Agradeço que consewguimos mudar mesmo sem ter dias de folga para ambos. Agradeço que o clima está perfeito para trabalhar lá fora e que consegui passar pelo pior do verão. Agradeço por conseguir me divertir bastante no meu trabalho.



Outubro 2020
Agradeço que vendemos todos os móveis que precisávamos e liberamos o storage room. Agradeço que meu corpo colocou um limite em meu esforço diário sem ocasionar um acidente ou fazer mal para os outros. Agradeço pela nova casa que é bem calma e  vizinhança tranquila. Agradeço pelo Phillis que mesmo com uma passagem tão rápida na nossa vida mostrou como tudo é tão frágil inclusive nossa saúde mental. Agradeço também pelo meu primeiro halloween oferecendo doces. Mesmo com a pandemia tive algumas princesas e monstros vindo buscar.


Novembro 2020

Agradeço por ter todo o equipamento necessário para enfrentar o inverno entregando cartas e pacotes na rua, está começando. Tivemos nosso Thanksgiving em casa, somente nós por causa da Pandemia e somos muito agradecidos por ter comida, casa e saúde.

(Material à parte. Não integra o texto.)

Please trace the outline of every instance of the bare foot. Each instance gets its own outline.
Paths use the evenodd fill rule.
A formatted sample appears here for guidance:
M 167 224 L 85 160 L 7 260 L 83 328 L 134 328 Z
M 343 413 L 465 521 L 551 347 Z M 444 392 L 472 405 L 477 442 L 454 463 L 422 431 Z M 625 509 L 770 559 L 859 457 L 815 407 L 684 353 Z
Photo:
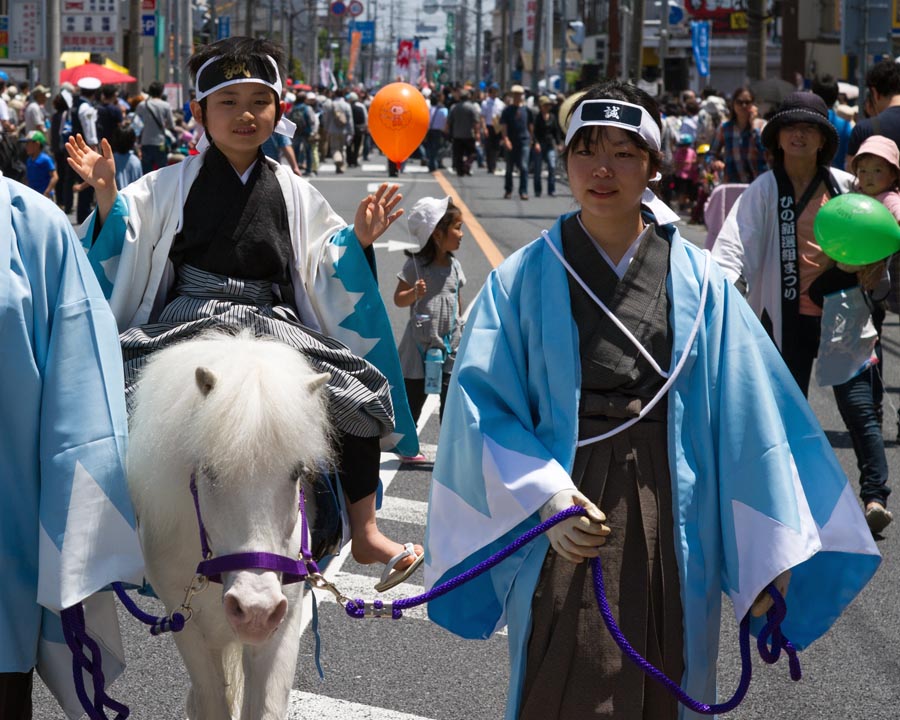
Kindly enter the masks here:
M 403 545 L 382 534 L 375 522 L 375 493 L 366 495 L 354 503 L 347 503 L 350 518 L 350 552 L 360 565 L 372 563 L 387 564 L 395 555 L 403 552 Z M 415 546 L 416 555 L 425 550 Z M 415 562 L 414 557 L 405 557 L 397 562 L 397 570 L 403 570 Z
M 421 545 L 414 547 L 417 556 L 425 552 Z M 371 523 L 364 532 L 353 534 L 350 552 L 360 565 L 387 564 L 392 557 L 403 552 L 403 545 L 383 535 L 375 523 Z M 407 556 L 398 561 L 395 567 L 397 570 L 403 570 L 412 565 L 413 561 L 414 557 Z

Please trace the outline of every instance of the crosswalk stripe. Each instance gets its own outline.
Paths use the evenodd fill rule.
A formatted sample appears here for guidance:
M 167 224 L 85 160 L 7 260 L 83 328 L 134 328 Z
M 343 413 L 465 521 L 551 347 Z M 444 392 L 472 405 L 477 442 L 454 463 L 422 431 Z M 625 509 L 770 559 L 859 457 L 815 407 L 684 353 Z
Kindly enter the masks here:
M 339 700 L 325 695 L 291 690 L 291 704 L 287 720 L 429 720 L 421 715 L 361 705 L 349 700 Z
M 423 500 L 407 500 L 401 497 L 386 497 L 378 511 L 379 520 L 424 525 L 428 517 L 428 503 Z

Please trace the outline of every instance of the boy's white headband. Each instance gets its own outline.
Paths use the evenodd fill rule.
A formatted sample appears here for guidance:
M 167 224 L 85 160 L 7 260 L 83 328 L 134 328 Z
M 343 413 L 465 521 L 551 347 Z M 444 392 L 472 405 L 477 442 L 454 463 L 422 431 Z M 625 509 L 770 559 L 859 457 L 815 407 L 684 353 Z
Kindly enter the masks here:
M 276 102 L 281 102 L 281 73 L 278 72 L 278 63 L 271 55 L 266 55 L 265 60 L 254 57 L 250 62 L 236 62 L 224 58 L 222 55 L 211 57 L 200 66 L 197 76 L 194 78 L 196 100 L 200 102 L 216 90 L 221 90 L 229 85 L 250 82 L 260 83 L 271 88 L 278 98 Z M 279 135 L 294 137 L 296 130 L 297 126 L 283 114 L 275 125 L 275 132 Z M 197 144 L 197 149 L 203 151 L 207 147 L 209 147 L 209 140 L 204 133 Z
M 268 61 L 268 66 L 263 63 L 261 58 L 252 58 L 251 62 L 235 62 L 222 55 L 211 57 L 200 66 L 197 77 L 194 79 L 197 100 L 202 100 L 223 87 L 247 82 L 262 83 L 274 90 L 281 99 L 282 85 L 278 63 L 271 55 L 266 55 L 265 59 Z
M 622 130 L 636 132 L 653 150 L 661 147 L 659 126 L 646 108 L 621 100 L 585 100 L 572 113 L 566 145 L 575 133 L 585 125 L 612 125 Z

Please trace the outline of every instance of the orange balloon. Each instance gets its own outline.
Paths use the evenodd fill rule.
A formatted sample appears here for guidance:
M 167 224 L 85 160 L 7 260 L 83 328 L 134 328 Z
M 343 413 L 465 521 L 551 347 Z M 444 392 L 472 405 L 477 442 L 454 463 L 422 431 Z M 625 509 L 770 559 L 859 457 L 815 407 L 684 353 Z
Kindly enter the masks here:
M 399 165 L 428 132 L 428 103 L 409 83 L 395 82 L 375 93 L 369 106 L 369 132 L 385 156 Z

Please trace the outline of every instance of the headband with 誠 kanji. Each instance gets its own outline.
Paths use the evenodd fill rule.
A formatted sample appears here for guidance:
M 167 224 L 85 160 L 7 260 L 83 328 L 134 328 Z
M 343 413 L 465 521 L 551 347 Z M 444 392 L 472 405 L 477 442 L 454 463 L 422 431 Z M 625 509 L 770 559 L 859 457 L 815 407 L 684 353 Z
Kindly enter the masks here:
M 653 150 L 661 147 L 659 126 L 653 121 L 647 109 L 640 105 L 621 100 L 585 100 L 572 113 L 566 145 L 572 142 L 575 133 L 586 125 L 611 125 L 636 132 Z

No final das contas isso é o fundamental e não tem como reclamar. Demos um pulo em Port Elizabeth num dia de folga e lembrei de quando o pai nos visitou. Sou agradecida pela minha irmã ter trazido ele. Agradeço também penas paisagens maravilhosas no caminho do trabalho e por ter conseguido organizar meu altar. Agradeço!



Dezembro 2020

Eu agradeço por ser útil na entrega de tantos pacotes e presentes e mais ainda por não precisar de nada nesse Natal. Em meio a tantas "coisas"que precisam ser compradas, dadas e entregues, eu posso dizer que sou afoturnada em não precisar de tanto para viver. Talvez essa tenha sido a maior lição desse ano: viver simples e cuidar do que é fundamental: família, saúde, equilíbrio entre trabalho, lazer e sonhos. Agradeço pela minha árvore de Natal Charlie Brown que não mata nenhuma árvore, agradeço por ter sobrevivido a entrega de cartas numa tempestade northeaster, agradeço pelos céus fenomenais que vi quando ia e vinha do trabalho. Agradeço também que justiça foi feita e a chefe bully foi afastada no começo do mês, assim tivemos paz no pior mês do ano.